In the present work, we report the results of a systematic ab initio study of the thermo-elastic properties of δ-MH1.5 (M=Zr, Ti). This investigation serves three purposes: (i) Elucidate the fully anisotropic temperature dependent elastic constants of hydrides, (ii) address discrepancies in thermal expansion data reported in the literature and (iii) provide input data for thermodynamic-based phase-transformation modelling. Due to a reduced contribution from the vibrational free energy to the strain energy, in agreement with experimental observations we find that the temperature dependent stiffness of hydrides vary to a much lesser degree than the matrix. For δ-ZrH1.5, we further find that Zener’s anisotropy ratio varies with temperature.

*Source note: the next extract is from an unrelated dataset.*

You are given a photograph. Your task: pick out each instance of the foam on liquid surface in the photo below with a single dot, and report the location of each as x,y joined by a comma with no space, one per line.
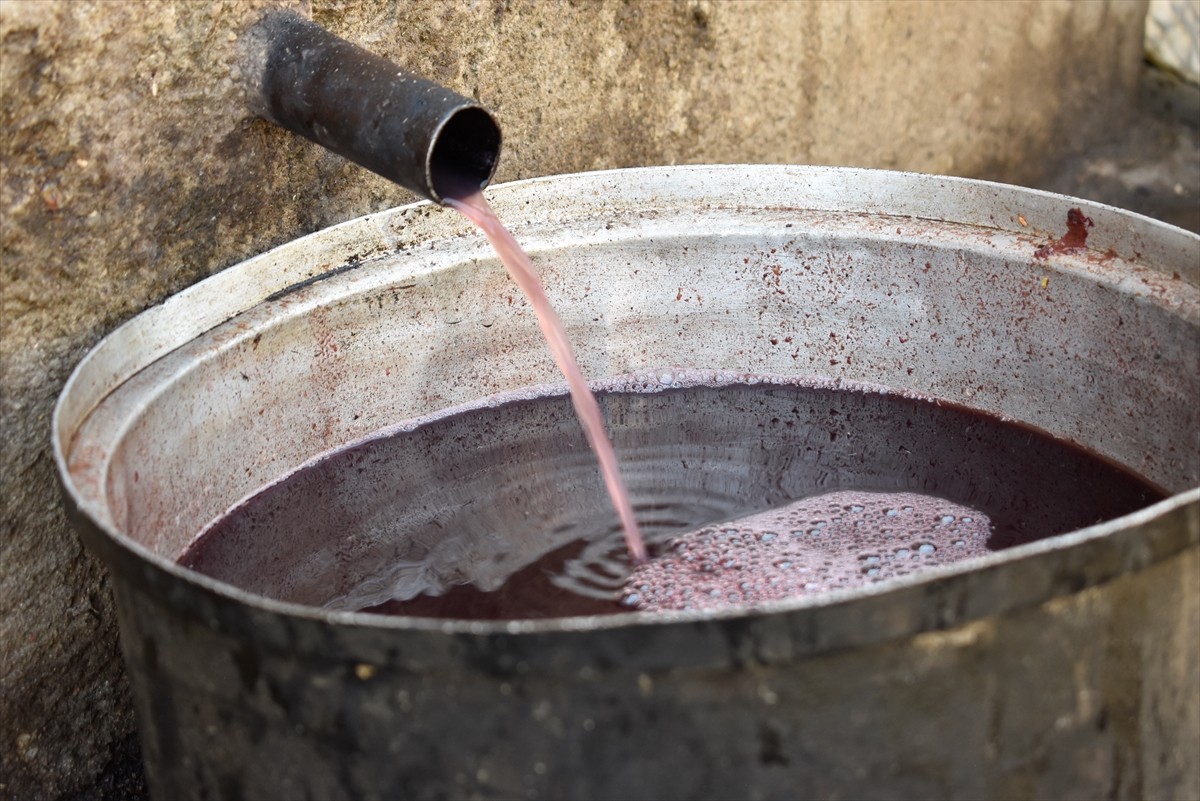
837,541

Regarding the linear thermal expansion, our results indicate that it is highly temperature dependent. With the exception of a few outliers, our DFT data concurs well with experimental data, if the temperature range over which it was measured is taken into account. [Display omitted] •We investigate the thermal expansion and elastic properties of δ-hydrides with DFT.•The elastic constants do not vary significantly with temperature.•Zener’s anisotropic ratio is temperature dependent for δ-ZrHx, but not for δ-TiHx.•The thermal expansion coefficient varies significantly with temperature.•Experimentally observed variations in the thermal expansion are discussed.